Fifth Street Asset Management Inc.
- Type: Public
- Traded as: Nasdaq: FSAM
- Industry: Asset management
- Founded: 1998; 28 years ago
- Founder: Leonard M. Tannenbaum
- Headquarters: Greenwich, Connecticut, United States
- Key people: Leonard M. Tannenbaum (CEO)
- AUM: US$5.3 billion (Q1, 2015); US$4.4 billion (Q1, 2014);
- Number of employees: 97
- Website: fifthstreetfinance.com

= Fifth Street Asset Management =

Fifth Street Asset Management Inc. was an SEC-registered American credit-focused asset manager. The firm lent to small and medium-sized businesses.

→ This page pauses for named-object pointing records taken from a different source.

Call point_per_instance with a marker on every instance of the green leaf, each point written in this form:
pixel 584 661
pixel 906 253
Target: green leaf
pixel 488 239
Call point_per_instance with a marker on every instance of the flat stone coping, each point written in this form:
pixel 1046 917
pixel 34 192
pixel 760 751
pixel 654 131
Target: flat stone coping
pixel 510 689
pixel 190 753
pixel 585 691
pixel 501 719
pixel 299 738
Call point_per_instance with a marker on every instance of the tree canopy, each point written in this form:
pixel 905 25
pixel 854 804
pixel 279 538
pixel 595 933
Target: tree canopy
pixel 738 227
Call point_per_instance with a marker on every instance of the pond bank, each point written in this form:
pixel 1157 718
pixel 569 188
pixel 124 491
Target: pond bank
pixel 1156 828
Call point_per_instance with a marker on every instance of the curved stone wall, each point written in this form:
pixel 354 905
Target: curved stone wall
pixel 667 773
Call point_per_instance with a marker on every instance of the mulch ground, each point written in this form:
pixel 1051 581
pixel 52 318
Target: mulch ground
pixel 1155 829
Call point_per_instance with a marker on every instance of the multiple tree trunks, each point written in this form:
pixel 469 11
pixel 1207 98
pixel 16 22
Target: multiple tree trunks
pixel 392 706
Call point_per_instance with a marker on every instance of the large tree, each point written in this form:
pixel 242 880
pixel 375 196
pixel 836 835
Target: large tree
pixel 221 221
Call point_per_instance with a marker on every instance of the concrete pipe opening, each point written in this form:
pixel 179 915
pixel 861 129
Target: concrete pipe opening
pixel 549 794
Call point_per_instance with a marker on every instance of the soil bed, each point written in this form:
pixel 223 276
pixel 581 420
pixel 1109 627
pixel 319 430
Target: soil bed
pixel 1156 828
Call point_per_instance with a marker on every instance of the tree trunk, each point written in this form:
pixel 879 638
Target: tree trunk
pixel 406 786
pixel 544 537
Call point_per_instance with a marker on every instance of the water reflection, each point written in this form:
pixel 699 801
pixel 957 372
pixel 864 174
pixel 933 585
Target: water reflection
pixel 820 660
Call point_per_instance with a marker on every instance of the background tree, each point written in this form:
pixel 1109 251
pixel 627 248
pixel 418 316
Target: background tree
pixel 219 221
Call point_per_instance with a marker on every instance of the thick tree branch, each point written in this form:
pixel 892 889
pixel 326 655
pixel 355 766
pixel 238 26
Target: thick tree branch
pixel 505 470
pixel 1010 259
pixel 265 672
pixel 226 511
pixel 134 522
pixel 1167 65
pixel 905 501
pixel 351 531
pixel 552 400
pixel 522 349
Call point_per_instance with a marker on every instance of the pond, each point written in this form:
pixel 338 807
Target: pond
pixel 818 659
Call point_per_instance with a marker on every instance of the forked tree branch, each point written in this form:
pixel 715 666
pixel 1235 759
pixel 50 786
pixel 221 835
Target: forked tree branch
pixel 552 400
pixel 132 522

Revenues of these businesses is generally between $25 million and $500 million.

In October 2017, Oaktree Capital Management assumed management of Fifth Street's two publicly traded business development companies.

Fifth Street had principal offices in Greenwich, Silicon Valley, Dallas, and Chicago.

The firm had over $6 billion of assets under management across two public Business Development Companies (BDCs), Fifth Street Finance Corp., Fifth Street Senior Floating Rate Corp. as well as multiple private investment vehicles.
The stock of Fifth Street Finance Corp. is publicly traded on the NASDAQ under the ticker FSC. Fifth Street has over 100 professionals on their team. Senior management and board members own ~1.5% of Fifth Street Finance Corp.’s stock and ~6.0% of Fifth Street Senior Floating Rate Corp.’s stock.

== History ==
The Fifth Street entities were founded by Leonard M. Tannenbaum in 1998.

Fifth Street Asset Management owned two publicly traded business development companies, Fifth Street Finance Corporation and Fifth Street Floating Rate Corporation. Fifth Street Finance Corporation was founded in 1998 and launched its IPO in 2008 and Fifth Street Senior Floating Rate Corporation was established in 2013.

In 2014, Fifth Street Finance partnered with the Kemper Corporation on two joint ventures, which allow lenders to take on and re-distribute more debt, for $200 million in equity commitments and $400 million in leverage. Other firms that have entered into these agreements include Solar Capital and THL Credit. Fifth Street Asset Management also has two senior loan funds on its books.

In the summer of 2014 they made decisions that caused their investors to lose their investment value. In July 2014 they issued new shares to grow their balance sheet, but set these shares at a new price and that, after fees, diluted the wealth of existing shareholders. In August 2014 Fifth Street Floating Rate Corp a business development company, managed by the same manager as Fifth Street Finance Corp. issued millions of new shares at a price of $12.14, a 20% discount to the previously reported net asset value per share of $15.13. This led to shareholders losing millions of dollars.

In October 2014, Fifth Street Asset Management completed its initial public offering and is currently listed on the NASDAQ(NASDAQ: FSAM). The company had initially withdrawn its initial public offering, only to then amend it on October 28 and reduce the initial offering by 50 percent. Originally, the company planned to issue 8 million shares at between $24 and $26 per share. Company shares declined 21 percent to $13.37 on its first day of trading after opening at $17 per share.

Total revenues increased by 4.6%, or $1.1 million, to $24.9 million for the quarter ended March 31, 2015, as compared to $23.8 million for the quarter ended March 31, 2014. The growth in total revenues was driven by a 22.4% increase in year-over-year fee-earning AUM. Management fees (which include base management fees and Part I fees) for the quarter ended March 31, 2015 were $23.6 million, or 94.8% of total revenues.

On July 14, 2017, Oaktree Capital Management announced it would assume management of Fifth Street's two business development companies, Fifth Street Finance Corp and Fifth Street Senior Floating Rate Corp. Oaktree renamed the two funds Oaktree Specialty Lending Corp and Oaktree Strategic Income Corp, respectively. The transaction closed on October 17, 2017.

==Recognitions==
Fifth Street Finance Corp. has received an investment grade rating from Standard & Poor's and ranks among the top Business Development Companies based on its market capitalization.
Fifth Street received the 2014 ACG New York Champion's Award for "Senior Lender Firm of the Year" and was named in 2013 the Mergers & Acquisitions M&A Mid-Market Lender of the Year.

==Local involvement==
Fifth Street Asset Management, together with GE, Ernst & Young, KPMG and UBS help sponsor the Junior Achievement program for young Connecticut entrepreneurs.